During the years that I “pastured” I was a bi-vocational minister. I was still on active duty in the military and served, among other things, as the NCOIC (Non-Commissioned Officer in Charge) of a Detachment. Whenever you are the guy in charge you always wind up working longer hours than those who are not. For my wife, even when I was not in the field in the military I was often either on duty or in the field as a pastor. I remember one time she drove home the point that she needed more of me than she got. One evening we were setting at the dining room table, the kids had left and gone upstairs to their rooms. She came over to me and put her little hands on each side of my face and turned my head to look into her eyes. The she said, “Remember, you are my pastor too.” That was all she said. I have heard women proudly announce they were Colonel or General so and so’s wife. Not once did I ever see my wife put on airs about who she was.
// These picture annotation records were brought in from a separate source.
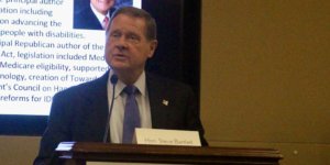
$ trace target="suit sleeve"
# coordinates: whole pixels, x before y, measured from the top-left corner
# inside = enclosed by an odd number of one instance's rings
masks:
[[[54,164],[51,162],[58,161],[54,155],[57,145],[72,139],[69,125],[73,112],[70,111],[72,106],[68,96],[59,92],[53,98],[48,124],[41,140],[40,152],[34,161],[34,165]],[[55,164],[61,163],[57,162]]]
[[[205,130],[200,121],[200,112],[198,108],[198,100],[193,92],[193,89],[188,88],[188,98],[187,98],[187,116],[186,116],[186,125],[188,130],[197,130],[199,132],[200,143],[202,146],[208,146],[208,142],[206,141],[204,134]]]

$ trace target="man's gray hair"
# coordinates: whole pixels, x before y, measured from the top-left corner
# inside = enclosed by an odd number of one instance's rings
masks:
[[[111,15],[110,24],[107,29],[107,36],[112,23],[112,20],[118,16],[119,14],[129,15],[132,18],[140,18],[145,20],[145,37],[151,40],[157,40],[157,25],[155,19],[145,10],[134,8],[134,7],[122,7],[114,11],[114,13]]]

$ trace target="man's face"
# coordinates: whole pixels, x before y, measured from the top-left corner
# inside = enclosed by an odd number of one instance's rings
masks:
[[[157,41],[145,36],[144,19],[117,15],[110,25],[106,42],[106,61],[114,70],[143,72]]]
[[[90,0],[91,6],[100,13],[107,14],[116,0]]]

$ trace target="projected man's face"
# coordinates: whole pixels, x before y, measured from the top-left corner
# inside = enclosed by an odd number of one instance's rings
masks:
[[[146,38],[145,20],[119,14],[110,24],[106,42],[106,61],[117,72],[141,74],[152,57],[156,40]]]
[[[100,13],[107,14],[114,6],[116,0],[90,0],[91,6]]]

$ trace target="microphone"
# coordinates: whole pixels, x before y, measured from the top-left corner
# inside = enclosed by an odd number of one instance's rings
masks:
[[[110,109],[109,109],[109,113],[108,113],[108,118],[107,118],[107,123],[106,123],[106,130],[105,130],[105,135],[103,135],[103,143],[107,142],[107,138],[109,134],[109,122],[110,122],[110,117],[111,117],[111,112],[112,112],[112,108],[113,108],[113,100],[114,100],[114,89],[116,89],[116,85],[118,82],[118,76],[117,75],[112,75],[110,77],[110,82],[112,84],[112,99],[111,99],[111,105],[110,105]]]

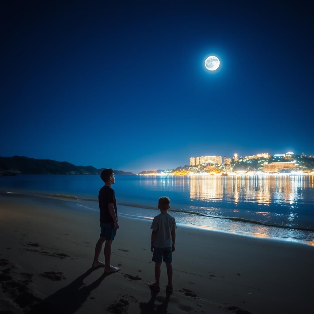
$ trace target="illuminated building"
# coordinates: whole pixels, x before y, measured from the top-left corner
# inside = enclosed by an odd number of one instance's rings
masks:
[[[267,172],[277,172],[282,170],[299,170],[298,165],[293,161],[288,162],[272,162],[264,164],[263,170]]]
[[[191,163],[194,162],[195,163]],[[222,158],[221,156],[200,156],[199,157],[191,157],[190,158],[190,165],[197,166],[204,164],[222,164]]]
[[[227,158],[225,156],[224,157],[224,163],[225,165],[230,165],[232,161],[230,158]]]
[[[139,176],[157,176],[157,171],[143,171],[138,174]]]
[[[257,159],[259,158],[269,158],[270,157],[268,153],[262,153],[261,154],[253,155],[252,156],[246,156],[245,159]]]
[[[207,172],[217,172],[220,171],[220,167],[218,166],[206,166],[204,170]]]
[[[231,158],[230,159],[231,159]],[[231,172],[232,171],[232,167],[230,166],[225,166],[225,171],[226,172]]]
[[[286,157],[287,156],[291,157],[292,155],[294,155],[292,152],[288,152],[285,154],[276,154],[274,156],[275,157]]]

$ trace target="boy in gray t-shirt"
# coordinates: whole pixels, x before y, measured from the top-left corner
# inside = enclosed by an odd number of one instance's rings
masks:
[[[154,253],[152,260],[155,262],[155,281],[150,284],[149,286],[150,288],[157,291],[160,290],[159,279],[160,266],[163,260],[166,263],[168,276],[168,284],[166,290],[169,292],[173,290],[171,263],[172,261],[172,252],[175,249],[176,225],[175,219],[168,214],[170,205],[170,200],[168,198],[161,197],[159,199],[158,208],[160,210],[160,213],[154,218],[150,227],[150,229],[153,229],[150,250]]]

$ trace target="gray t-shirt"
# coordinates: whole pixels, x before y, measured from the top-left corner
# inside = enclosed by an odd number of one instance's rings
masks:
[[[176,229],[176,220],[169,214],[160,214],[154,218],[151,229],[157,231],[154,246],[156,247],[171,247],[172,246],[171,231]]]

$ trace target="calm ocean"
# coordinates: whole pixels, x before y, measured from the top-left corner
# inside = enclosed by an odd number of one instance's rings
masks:
[[[118,207],[121,214],[149,219],[158,214],[158,198],[167,196],[179,223],[314,245],[314,176],[116,178],[117,203],[127,205]],[[94,175],[0,177],[2,192],[75,197],[97,210],[103,184]]]

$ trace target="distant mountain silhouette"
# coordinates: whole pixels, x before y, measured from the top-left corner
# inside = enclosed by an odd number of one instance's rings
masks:
[[[66,161],[50,159],[35,159],[24,156],[0,157],[0,173],[23,174],[100,175],[105,168],[97,169],[92,166],[75,166]],[[122,170],[115,170],[117,175],[134,175]]]

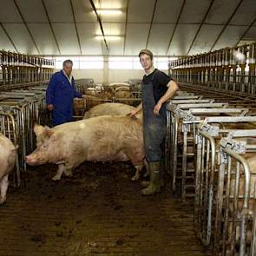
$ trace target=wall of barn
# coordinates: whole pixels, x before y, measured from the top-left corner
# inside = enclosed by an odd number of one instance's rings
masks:
[[[56,71],[58,71],[58,69],[56,69]],[[167,70],[162,70],[162,71],[167,74]],[[142,69],[108,69],[108,70],[74,69],[73,70],[73,76],[75,79],[93,78],[96,83],[102,83],[103,82],[106,83],[119,82],[123,82],[128,81],[130,78],[141,79],[143,75],[144,75],[144,70]]]

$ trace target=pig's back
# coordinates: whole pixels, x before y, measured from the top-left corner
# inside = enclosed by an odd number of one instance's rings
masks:
[[[0,134],[0,180],[14,167],[16,148],[13,143]]]
[[[101,115],[125,115],[135,109],[135,107],[123,103],[103,103],[87,111],[84,119]]]

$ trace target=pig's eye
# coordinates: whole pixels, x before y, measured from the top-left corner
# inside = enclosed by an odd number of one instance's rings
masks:
[[[43,149],[46,149],[46,148],[47,148],[46,145],[42,145]]]

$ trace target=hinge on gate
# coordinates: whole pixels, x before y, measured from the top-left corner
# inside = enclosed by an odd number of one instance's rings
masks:
[[[219,135],[220,128],[218,126],[212,126],[212,125],[209,125],[208,123],[201,123],[198,125],[198,128],[200,130],[207,132],[211,136]]]
[[[246,151],[246,141],[237,141],[230,138],[221,138],[220,144],[224,148],[232,149],[237,154],[243,154]]]
[[[3,112],[3,113],[10,113],[13,114],[14,113],[14,109],[13,108],[10,107],[10,106],[6,106],[6,105],[2,105],[0,106],[0,111]]]

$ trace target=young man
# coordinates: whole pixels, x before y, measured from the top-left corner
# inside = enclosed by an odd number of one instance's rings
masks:
[[[82,97],[75,90],[75,80],[71,75],[72,67],[72,61],[64,61],[62,69],[52,75],[47,88],[46,104],[47,108],[52,111],[54,126],[71,121],[73,99]]]
[[[150,50],[141,49],[139,57],[146,73],[142,80],[142,101],[137,109],[130,113],[130,116],[143,110],[144,148],[150,182],[141,194],[150,195],[161,190],[161,145],[166,135],[166,102],[174,96],[179,88],[168,75],[154,68]]]

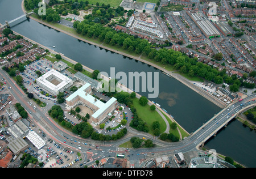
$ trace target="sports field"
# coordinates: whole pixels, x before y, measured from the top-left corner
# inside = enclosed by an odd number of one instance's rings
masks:
[[[105,5],[110,4],[112,7],[117,8],[119,5],[120,5],[122,0],[79,0],[79,2],[85,2],[86,1],[89,2],[89,5],[93,4],[93,5],[96,5],[96,3],[98,2],[100,3],[100,6],[101,6],[102,3],[104,3]]]

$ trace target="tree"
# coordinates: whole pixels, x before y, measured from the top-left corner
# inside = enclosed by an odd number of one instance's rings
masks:
[[[3,33],[5,36],[7,36],[10,33],[13,34],[13,31],[10,28],[6,28],[3,31]]]
[[[27,93],[27,97],[28,97],[29,99],[32,99],[34,97],[34,95],[33,93]]]
[[[82,71],[82,66],[81,63],[77,63],[74,65],[74,69],[79,71]]]
[[[93,71],[91,75],[92,78],[94,79],[98,79],[98,75],[100,71],[98,71],[98,70],[95,70],[94,71]]]
[[[160,134],[161,134],[161,133],[160,132],[159,129],[156,128],[154,130],[154,135],[159,136]]]
[[[100,125],[100,127],[101,128],[101,129],[104,129],[104,127],[105,127],[105,123],[101,123]]]
[[[22,82],[23,81],[23,78],[20,75],[17,75],[16,76],[16,80],[18,83],[22,83]]]
[[[172,122],[170,126],[171,129],[174,130],[177,128],[177,123],[176,123],[175,122]]]
[[[125,125],[127,123],[127,121],[126,120],[122,120],[121,121],[121,123],[123,125]]]
[[[141,146],[143,140],[137,137],[132,137],[130,139],[130,141],[133,144],[133,147],[139,148]]]
[[[216,76],[214,78],[214,82],[216,84],[221,84],[223,83],[223,78],[221,76]]]
[[[62,59],[61,56],[60,54],[56,54],[55,55],[55,58],[57,58],[57,59]]]
[[[253,120],[253,119],[254,118],[254,115],[253,115],[253,113],[249,113],[247,116],[246,116],[247,118],[249,120]]]
[[[154,130],[156,129],[160,129],[160,123],[158,121],[154,121],[152,123],[152,128],[153,128]]]
[[[255,77],[256,76],[256,71],[253,71],[249,74],[250,76]]]
[[[144,146],[146,147],[154,147],[153,141],[152,141],[150,139],[146,140],[145,141]]]
[[[237,84],[234,83],[233,85],[229,86],[229,89],[232,91],[237,92],[239,91],[239,86]]]
[[[131,97],[131,98],[134,98],[136,97],[136,93],[134,92],[133,92],[132,93],[131,93],[131,95],[130,96]]]
[[[222,53],[218,53],[214,56],[214,58],[215,59],[217,59],[217,61],[220,61],[221,59],[222,59]]]
[[[145,96],[142,96],[139,98],[139,103],[142,106],[145,106],[148,102],[148,100]]]
[[[230,164],[234,164],[234,160],[233,160],[231,157],[229,157],[229,156],[226,156],[225,158],[225,161],[226,161],[226,162],[228,162],[229,163],[230,163]]]
[[[80,113],[80,111],[81,111],[81,109],[80,109],[80,108],[79,108],[79,107],[76,107],[76,112],[77,112],[77,113]]]
[[[150,109],[151,110],[155,110],[155,105],[154,104],[152,104],[150,106]]]

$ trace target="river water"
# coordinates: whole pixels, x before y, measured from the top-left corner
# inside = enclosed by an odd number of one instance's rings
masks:
[[[21,0],[0,0],[0,23],[22,15]],[[211,118],[221,109],[177,80],[168,77],[161,71],[141,62],[102,49],[43,25],[34,20],[21,19],[11,24],[19,33],[64,54],[65,56],[93,70],[110,74],[110,67],[115,73],[129,72],[159,72],[158,98],[150,99],[161,105],[188,133],[195,131]],[[148,92],[138,92],[147,96]],[[229,156],[249,167],[256,167],[256,133],[244,127],[237,120],[218,133],[209,140],[205,147]]]

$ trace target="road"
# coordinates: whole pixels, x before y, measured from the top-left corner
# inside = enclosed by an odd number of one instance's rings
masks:
[[[138,161],[140,159],[145,159],[146,157],[148,157],[144,155],[145,154],[150,155],[149,156],[153,153],[158,155],[158,156],[161,156],[162,155],[171,155],[177,152],[186,152],[196,150],[196,147],[200,145],[202,142],[204,142],[205,139],[209,138],[220,127],[225,126],[227,123],[227,120],[229,121],[233,118],[232,116],[233,114],[234,114],[233,116],[234,117],[239,113],[240,110],[243,110],[240,106],[242,103],[243,104],[242,106],[244,108],[253,104],[255,105],[256,103],[256,101],[253,100],[256,99],[256,97],[255,95],[253,95],[243,99],[242,102],[233,104],[224,109],[216,116],[209,120],[192,135],[178,142],[170,143],[163,142],[154,138],[147,133],[135,131],[130,127],[127,129],[130,132],[129,134],[127,134],[117,141],[93,141],[82,139],[63,129],[48,117],[47,112],[43,112],[40,109],[37,108],[36,111],[34,110],[32,107],[27,103],[30,99],[27,98],[27,95],[20,89],[15,82],[9,78],[9,75],[5,71],[0,69],[0,78],[3,78],[3,77],[6,80],[6,86],[11,87],[11,89],[9,90],[14,97],[30,113],[29,116],[30,118],[32,119],[32,123],[40,127],[43,131],[56,142],[59,142],[63,146],[68,146],[72,150],[79,151],[83,154],[84,156],[82,162],[88,160],[86,157],[89,155],[88,152],[92,152],[93,154],[92,157],[89,158],[89,161],[86,164],[92,163],[96,159],[99,160],[103,157],[115,156],[116,154],[125,154],[126,156],[130,156],[129,160],[131,163],[137,164],[135,167],[139,167],[140,166]],[[249,104],[249,101],[250,101],[250,104]],[[129,141],[131,137],[139,138],[144,137],[147,139],[152,140],[154,143],[160,147],[153,148],[129,149],[127,151],[125,151],[126,148],[123,149],[118,147],[121,144]],[[80,142],[81,143],[74,142],[69,139],[67,140],[67,138],[68,139],[72,138],[73,140]],[[66,143],[64,143],[64,139],[67,140]],[[71,143],[73,143],[73,144]],[[84,144],[85,143],[91,145],[85,145]],[[79,145],[81,145],[82,147],[81,150],[78,150]],[[93,145],[98,145],[100,148],[96,148]]]

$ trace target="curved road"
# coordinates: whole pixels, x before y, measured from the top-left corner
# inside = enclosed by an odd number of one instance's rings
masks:
[[[101,142],[100,141],[86,140],[79,137],[77,135],[63,129],[59,125],[56,124],[54,121],[48,117],[47,112],[43,112],[39,108],[36,108],[36,111],[35,110],[27,103],[27,101],[30,101],[30,99],[27,98],[27,95],[5,71],[0,69],[0,78],[3,78],[3,77],[6,80],[6,85],[11,87],[11,88],[9,89],[9,90],[13,97],[29,112],[30,117],[32,119],[31,122],[35,123],[55,142],[61,143],[64,146],[68,146],[73,150],[79,151],[84,154],[85,156],[84,158],[83,157],[84,160],[86,158],[86,152],[89,148],[90,148],[91,152],[94,152],[93,154],[96,154],[94,157],[103,156],[104,154],[102,152],[106,152],[106,154],[107,154],[107,152],[109,154],[119,152],[131,155],[132,156],[129,159],[131,163],[138,162],[139,159],[144,159],[146,156],[144,155],[133,154],[156,153],[159,154],[159,155],[163,154],[165,155],[173,155],[177,152],[186,152],[195,150],[197,150],[197,146],[202,143],[203,144],[207,139],[214,135],[220,128],[225,126],[227,123],[227,120],[229,121],[238,114],[240,111],[243,110],[242,107],[245,109],[246,107],[251,105],[255,106],[256,104],[256,101],[254,100],[256,99],[255,95],[249,96],[241,102],[233,103],[222,110],[189,137],[178,142],[169,143],[163,142],[158,139],[155,139],[147,133],[138,133],[130,127],[127,127],[129,132],[129,134],[126,134],[125,137],[121,139],[114,142]],[[242,106],[241,106],[241,104],[243,104]],[[64,140],[67,139],[64,136],[68,137],[69,139],[72,138],[73,140],[80,141],[82,143],[86,143],[100,146],[100,148],[96,149],[94,147],[92,147],[93,146],[83,144],[82,146],[81,145],[82,149],[79,150],[77,149],[79,144],[77,144],[76,142],[74,142],[73,144],[71,144],[71,141],[67,140],[67,143],[64,143]],[[118,148],[119,144],[129,140],[131,137],[134,136],[140,138],[144,137],[147,139],[150,139],[153,140],[154,143],[160,147],[154,148],[132,149],[129,151],[125,151],[125,149]],[[91,160],[90,161],[92,161],[93,160]]]

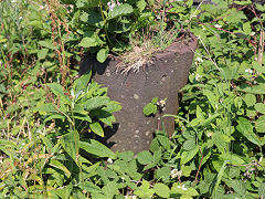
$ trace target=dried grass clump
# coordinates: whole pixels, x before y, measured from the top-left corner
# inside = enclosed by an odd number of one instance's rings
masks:
[[[153,36],[139,38],[139,35],[132,38],[132,50],[120,56],[121,62],[117,64],[117,70],[120,70],[121,74],[127,74],[129,71],[139,72],[141,66],[152,63],[152,54],[160,50],[153,44]]]

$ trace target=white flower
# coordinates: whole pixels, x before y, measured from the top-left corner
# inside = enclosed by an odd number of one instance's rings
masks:
[[[255,32],[250,33],[250,35],[255,35]]]
[[[195,60],[201,63],[203,62],[203,60],[200,56],[198,56]]]
[[[107,159],[107,163],[108,163],[108,164],[113,164],[113,159],[112,159],[112,158],[108,158],[108,159]]]
[[[222,25],[220,25],[220,24],[215,24],[214,25],[216,29],[221,29],[222,28]]]
[[[246,73],[250,73],[250,74],[253,73],[253,71],[252,71],[251,69],[246,69],[245,72],[246,72]]]

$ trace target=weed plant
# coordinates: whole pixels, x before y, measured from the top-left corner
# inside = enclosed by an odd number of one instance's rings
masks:
[[[264,198],[265,6],[213,3],[1,1],[0,198]],[[115,154],[94,135],[120,106],[91,73],[76,80],[75,64],[166,24],[199,41],[179,114],[163,116],[176,132]],[[167,103],[144,113],[157,102]]]

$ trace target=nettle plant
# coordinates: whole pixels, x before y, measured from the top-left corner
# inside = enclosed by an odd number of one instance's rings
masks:
[[[167,48],[182,31],[181,18],[192,4],[189,0],[183,9],[183,3],[169,0],[63,0],[62,2],[71,4],[70,27],[76,30],[72,40],[86,52],[96,53],[97,60],[102,63],[109,53],[119,55],[134,49],[134,45],[147,43],[146,40],[151,40],[151,45],[156,48]],[[181,18],[176,19],[179,13]],[[138,42],[134,42],[135,40]]]

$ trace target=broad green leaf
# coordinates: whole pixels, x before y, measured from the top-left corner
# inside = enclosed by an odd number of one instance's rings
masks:
[[[244,165],[245,160],[243,160],[242,158],[240,158],[240,156],[234,155],[234,154],[223,154],[221,155],[223,160],[229,160],[230,164],[232,165]]]
[[[124,3],[120,6],[116,6],[113,11],[108,12],[108,20],[120,17],[120,15],[127,15],[132,13],[134,9],[130,4]]]
[[[257,133],[265,133],[265,115],[261,116],[255,124]]]
[[[141,186],[137,190],[135,190],[134,193],[139,196],[140,198],[151,198],[155,193],[155,190],[150,189],[149,187],[149,182],[142,179]]]
[[[137,160],[141,165],[148,165],[152,161],[152,155],[149,150],[142,150],[139,154],[137,154]]]
[[[87,121],[88,123],[92,123],[92,118],[89,117],[89,115],[75,114],[73,115],[73,117],[80,121]]]
[[[100,62],[100,63],[104,63],[107,57],[108,57],[108,48],[107,49],[100,49],[98,52],[97,52],[97,61]]]
[[[121,151],[118,154],[119,159],[124,159],[125,161],[130,161],[134,159],[135,154],[131,150]]]
[[[97,45],[98,45],[98,42],[94,38],[83,38],[80,42],[80,46],[83,46],[83,48],[92,48]]]
[[[169,198],[170,189],[168,186],[166,186],[163,184],[156,184],[153,186],[153,190],[159,197]]]
[[[107,185],[102,188],[102,191],[109,198],[113,198],[114,195],[119,193],[117,184],[114,181],[107,182]]]
[[[114,154],[113,150],[95,139],[80,142],[80,147],[88,154],[93,154],[98,157],[109,157],[112,159],[116,159],[116,154]]]
[[[107,103],[109,103],[109,98],[107,96],[96,96],[93,98],[87,100],[86,102],[80,104],[83,105],[83,107],[86,111],[92,111],[102,106],[106,106]]]
[[[59,49],[59,46],[53,45],[53,43],[52,43],[51,40],[39,41],[39,44],[40,44],[41,46],[46,48],[46,49],[52,49],[52,50]]]
[[[62,85],[57,83],[49,83],[49,87],[51,87],[54,95],[56,95],[63,103],[71,105],[70,98],[64,95]]]
[[[222,179],[222,177],[224,175],[224,170],[225,170],[226,165],[229,163],[230,163],[229,160],[223,161],[223,165],[222,165],[221,169],[219,170],[218,179],[216,179],[216,182],[215,182],[215,186],[214,186],[214,192],[218,191],[219,185],[221,182],[221,179]]]
[[[75,95],[87,88],[88,82],[91,81],[92,72],[83,74],[81,77],[74,81],[73,88],[75,91]]]
[[[261,140],[258,139],[258,136],[253,133],[253,126],[250,121],[247,121],[244,117],[240,117],[237,119],[239,125],[236,126],[236,129],[250,142],[252,142],[255,145],[261,146]]]
[[[199,146],[197,145],[194,149],[189,150],[189,151],[182,151],[181,154],[181,159],[180,159],[180,165],[184,165],[188,161],[190,161],[199,151]]]
[[[246,103],[246,106],[250,107],[256,104],[256,96],[247,93],[243,96],[243,101]]]
[[[92,123],[92,124],[89,124],[89,127],[91,127],[92,132],[94,132],[96,135],[104,137],[104,130],[99,123]]]
[[[62,136],[61,143],[64,148],[64,150],[76,161],[78,165],[78,140],[80,140],[80,134],[78,132],[72,130],[71,133],[67,133]]]

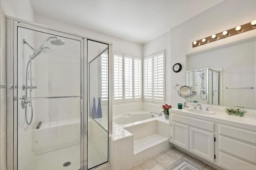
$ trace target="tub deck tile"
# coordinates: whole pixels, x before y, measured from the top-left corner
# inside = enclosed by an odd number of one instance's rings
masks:
[[[137,154],[168,140],[158,133],[154,133],[134,141],[134,154]]]

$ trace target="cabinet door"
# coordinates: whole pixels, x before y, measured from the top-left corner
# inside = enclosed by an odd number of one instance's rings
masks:
[[[172,142],[187,150],[189,149],[189,127],[182,124],[172,123]]]
[[[214,162],[214,134],[191,127],[189,129],[190,152]]]

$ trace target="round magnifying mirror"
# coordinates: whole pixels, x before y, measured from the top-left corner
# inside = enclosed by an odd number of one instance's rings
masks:
[[[184,97],[189,97],[192,93],[192,89],[187,86],[183,86],[180,88],[180,94]]]

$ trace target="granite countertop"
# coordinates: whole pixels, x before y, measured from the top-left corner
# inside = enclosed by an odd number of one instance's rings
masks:
[[[172,108],[169,110],[172,113],[208,120],[256,131],[256,117],[246,115],[244,117],[229,115],[224,112],[212,111],[215,114],[206,114],[192,113],[185,109]]]

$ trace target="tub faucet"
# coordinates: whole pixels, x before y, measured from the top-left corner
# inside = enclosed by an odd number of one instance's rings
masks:
[[[150,114],[156,114],[157,115],[158,115],[158,116],[162,116],[162,113],[159,113],[156,112],[154,112],[153,111],[150,111]]]
[[[192,104],[191,105],[194,106],[194,109],[196,109],[196,105],[195,105],[194,104]]]
[[[196,105],[196,106],[199,106],[199,109],[200,109],[200,110],[202,110],[202,105],[201,105],[201,104],[197,104]]]

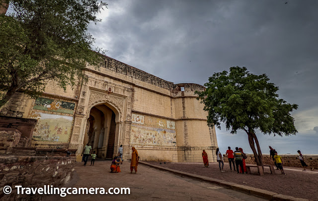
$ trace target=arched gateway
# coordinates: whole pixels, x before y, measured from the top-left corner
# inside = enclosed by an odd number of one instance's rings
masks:
[[[14,98],[20,105],[10,110],[38,120],[31,146],[77,150],[78,161],[88,141],[102,159],[112,158],[122,144],[126,159],[135,146],[144,160],[201,161],[202,149],[215,160],[215,130],[207,126],[207,114],[194,94],[203,86],[174,84],[104,59],[98,70],[87,66],[85,81],[67,93],[50,83],[36,100]]]

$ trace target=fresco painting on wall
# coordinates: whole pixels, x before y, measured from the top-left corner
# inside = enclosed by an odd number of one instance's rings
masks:
[[[175,129],[175,122],[167,120],[167,128],[170,129]]]
[[[142,115],[133,114],[132,122],[135,124],[144,124],[145,122],[145,117]]]
[[[33,132],[33,140],[63,142],[69,141],[73,117],[33,111],[30,118],[38,120]]]
[[[175,131],[171,130],[132,125],[130,134],[131,144],[169,146],[176,145]]]
[[[73,114],[75,103],[46,98],[38,98],[33,109],[45,111]]]

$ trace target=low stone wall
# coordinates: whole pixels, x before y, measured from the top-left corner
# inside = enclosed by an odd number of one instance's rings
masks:
[[[41,200],[40,195],[17,195],[14,186],[61,187],[70,180],[75,164],[74,156],[0,155],[0,200]],[[5,186],[12,188],[11,194],[3,194]]]
[[[228,157],[224,155],[225,161],[229,162]],[[284,166],[290,167],[302,167],[302,165],[298,158],[298,155],[281,154],[279,155],[284,161]],[[253,154],[246,154],[247,158],[245,159],[245,162],[249,164],[256,164]],[[318,154],[306,154],[303,155],[305,162],[309,166],[311,166],[315,169],[318,169]],[[269,154],[263,154],[263,161],[264,164],[274,165],[273,159],[270,157]]]

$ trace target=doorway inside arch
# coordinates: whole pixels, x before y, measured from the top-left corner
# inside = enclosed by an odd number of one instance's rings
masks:
[[[83,145],[90,142],[97,158],[111,159],[116,136],[116,114],[106,104],[91,108],[87,119]]]

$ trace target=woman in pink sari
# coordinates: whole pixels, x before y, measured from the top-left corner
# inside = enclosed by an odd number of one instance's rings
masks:
[[[241,148],[238,148],[238,150],[239,150],[239,151],[240,151],[241,152],[242,152],[242,160],[243,161],[243,169],[244,170],[244,172],[245,173],[247,173],[247,171],[246,171],[246,164],[245,164],[245,158],[244,158],[244,157],[246,157],[246,154],[244,153],[244,152],[243,152],[243,149]],[[239,173],[242,173],[242,169],[240,168],[240,166],[239,166]]]
[[[120,159],[120,158],[119,158],[118,160],[117,157],[115,156],[114,160],[110,165],[110,172],[112,173],[118,173],[118,172],[121,172],[120,171],[120,167],[119,167],[119,163],[121,162],[121,159]]]
[[[205,167],[209,167],[209,159],[208,159],[208,154],[205,152],[205,150],[203,150],[202,152],[202,158],[203,158],[203,163]]]

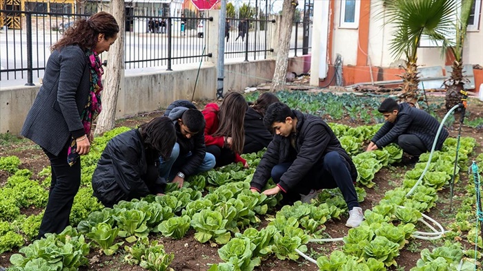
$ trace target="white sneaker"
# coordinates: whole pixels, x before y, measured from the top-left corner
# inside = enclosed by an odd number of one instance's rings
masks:
[[[349,218],[346,222],[346,226],[349,228],[357,228],[364,220],[364,213],[360,207],[354,207],[349,211]]]
[[[310,189],[310,191],[307,195],[300,194],[300,201],[303,203],[310,204],[312,199],[315,199],[319,195],[319,191],[314,189]]]

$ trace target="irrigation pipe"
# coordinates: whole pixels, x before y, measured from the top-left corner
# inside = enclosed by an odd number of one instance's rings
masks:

But she was the wife of both a professional military man and the wife of a minister of the Gospel, and she was good enough at it to make that old bum look pretty good at both. Remember what the Scripture says about the reputation a virtuous woman brings to her husband? She makes him known in the gates of the city.

 

This Veteran’s Day I was talking with some friends from the military. I was working as a minister even though it was a holiday, and one of the men who came to see me came from his work place. He remarked that as a soldier he never used to get the holidays off that honored soldiers. If there was not some duty to perform there was always some parade or function to go to. Soldiers do not get soldier’s holidays. Wives like mine do not get holidays from being wives either, even when we go on holiday. She never stops thinking about the mission she has undertaken in life. Me! There was one thing in the military I used to like to do. There were those special meetings of professionals where we would put on our dress uniforms and our ladies would adorn themselves in their best dresses. We would eat a formal meal and toast our leaders beginning with our President and Commander in Chief. As a Baptist preacher living under Church Covenant’s that say “I will abstain from the use or sale of alcohol as a beverage,” we were often one of the few that drank these toasts with water. Sometimes that got us criticism. My wife was often a finer lady than the critics were gentlemen and ladies. I was always proud of my wife when we went to those gatherings. I always thought she was not only the finest lady there, though others were more richly dressed. She had the beauty of her person and the grace of a true lady. I was proud to have her on my arm. I still am. This morning I lift my coffee cup to the lady who has adorned my life and made it rich in love. Ladies and Gentlemen, I present to you Beverly Kaye Ford, my great love, my companion in life, my dear friend and helpmeet, my wife. May God bless her in this world and the next as she has so richly blessed me in the years since she first said “I do,” and proved over and over again she meant it.